Since I wasn't familiar with CRPS I did a quick search for it and found this article

http://www.ninds.nih.gov/disorders/reflex_sympathetic_dystro...

A search for autoimmune on that page turns up this nugget, "CRPS is more common in individuals with other inflammatory and autoimmune conditions such as asthma." Seeing as how it is a rare disease very little research is going to go towards this, so I'm just throwing out some conjecture that CRPS is likely an autoimmune disease itself.

Autoimmune diseases often cause neuropathic pain. Link below provides some details, a quick excerpt though is provided here.

"Neuropathic pain is distinguished from other pain conditions where the pain generator begins with disease of nonneural tissues. These nonneuropathic pain entities are said to be nociceptive and include conditions such as osteoarthitis and inflammatory pain."

Now to put it in layman's terms from a patient that doesn't understand the medical condition (me); the pain comes from my nerves/brain not working right.

I'm nowhere near as bad as the guy in this article; I am highly functioning on a day to day basis, but still have to use benzodiazepines in conjunction with opiates.
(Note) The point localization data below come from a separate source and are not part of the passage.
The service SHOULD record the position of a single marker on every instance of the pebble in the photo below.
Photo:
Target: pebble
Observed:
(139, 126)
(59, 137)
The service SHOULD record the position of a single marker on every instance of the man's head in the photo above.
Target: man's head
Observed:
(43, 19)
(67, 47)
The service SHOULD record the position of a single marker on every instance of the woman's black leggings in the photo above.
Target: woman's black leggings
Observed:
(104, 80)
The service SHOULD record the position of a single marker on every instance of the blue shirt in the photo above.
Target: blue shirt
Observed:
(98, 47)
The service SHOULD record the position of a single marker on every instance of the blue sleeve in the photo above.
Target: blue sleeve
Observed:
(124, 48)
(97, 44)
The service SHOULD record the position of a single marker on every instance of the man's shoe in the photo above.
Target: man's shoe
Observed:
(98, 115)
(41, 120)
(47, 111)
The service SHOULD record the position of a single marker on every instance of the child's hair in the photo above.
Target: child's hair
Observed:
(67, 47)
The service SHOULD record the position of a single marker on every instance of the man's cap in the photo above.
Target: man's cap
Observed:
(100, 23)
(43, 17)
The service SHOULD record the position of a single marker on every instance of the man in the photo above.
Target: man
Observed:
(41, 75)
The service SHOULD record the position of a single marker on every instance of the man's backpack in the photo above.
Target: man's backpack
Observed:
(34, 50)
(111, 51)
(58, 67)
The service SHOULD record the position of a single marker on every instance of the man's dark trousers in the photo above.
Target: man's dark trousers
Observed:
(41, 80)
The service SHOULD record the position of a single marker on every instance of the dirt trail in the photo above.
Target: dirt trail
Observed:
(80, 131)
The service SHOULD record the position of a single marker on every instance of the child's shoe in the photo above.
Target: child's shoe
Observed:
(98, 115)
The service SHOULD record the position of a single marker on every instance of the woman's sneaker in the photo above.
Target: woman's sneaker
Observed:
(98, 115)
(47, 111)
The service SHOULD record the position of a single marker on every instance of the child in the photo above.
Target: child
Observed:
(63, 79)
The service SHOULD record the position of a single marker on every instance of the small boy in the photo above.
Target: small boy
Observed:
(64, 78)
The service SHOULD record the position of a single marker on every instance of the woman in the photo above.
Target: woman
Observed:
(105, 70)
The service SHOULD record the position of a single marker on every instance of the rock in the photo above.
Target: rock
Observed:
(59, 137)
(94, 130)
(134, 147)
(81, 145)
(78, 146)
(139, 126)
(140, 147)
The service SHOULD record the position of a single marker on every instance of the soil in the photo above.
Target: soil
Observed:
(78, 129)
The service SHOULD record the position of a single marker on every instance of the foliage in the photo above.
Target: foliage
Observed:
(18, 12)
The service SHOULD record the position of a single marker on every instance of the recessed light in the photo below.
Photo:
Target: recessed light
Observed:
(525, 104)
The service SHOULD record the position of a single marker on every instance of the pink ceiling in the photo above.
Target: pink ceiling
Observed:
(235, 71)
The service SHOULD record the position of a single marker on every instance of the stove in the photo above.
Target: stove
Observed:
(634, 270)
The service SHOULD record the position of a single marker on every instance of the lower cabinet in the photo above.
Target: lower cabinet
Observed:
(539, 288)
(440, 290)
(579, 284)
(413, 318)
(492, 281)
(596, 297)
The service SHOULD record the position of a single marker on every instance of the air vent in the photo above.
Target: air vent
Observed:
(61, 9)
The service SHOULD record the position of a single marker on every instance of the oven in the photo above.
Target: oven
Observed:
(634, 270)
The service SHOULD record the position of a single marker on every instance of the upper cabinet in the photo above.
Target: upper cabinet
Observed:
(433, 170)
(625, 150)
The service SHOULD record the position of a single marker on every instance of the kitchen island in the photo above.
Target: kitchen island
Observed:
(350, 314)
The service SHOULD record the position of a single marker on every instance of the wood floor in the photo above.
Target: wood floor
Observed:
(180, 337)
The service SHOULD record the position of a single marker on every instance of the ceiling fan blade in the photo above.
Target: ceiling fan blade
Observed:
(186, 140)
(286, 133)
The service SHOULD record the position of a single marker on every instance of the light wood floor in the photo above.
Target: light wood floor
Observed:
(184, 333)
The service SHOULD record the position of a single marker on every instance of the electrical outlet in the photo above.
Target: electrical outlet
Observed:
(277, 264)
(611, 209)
As I understand it the former helps to slow down the overreaction of messages going between the nerves and brain, while the latter helps to take the "edge" off from the constant pain that remains.

The pain can come from anywhere and everywhere. I really feel for this guy; on a real bad day the pain has gotten so bad I can barely get out of bed and move. On the rare occasion that happens I double up on the drugs and sleep it off. Sounds like this guy is suffering times 1000 on a daily basis what I am on my worst days. That's some seriously awful shit.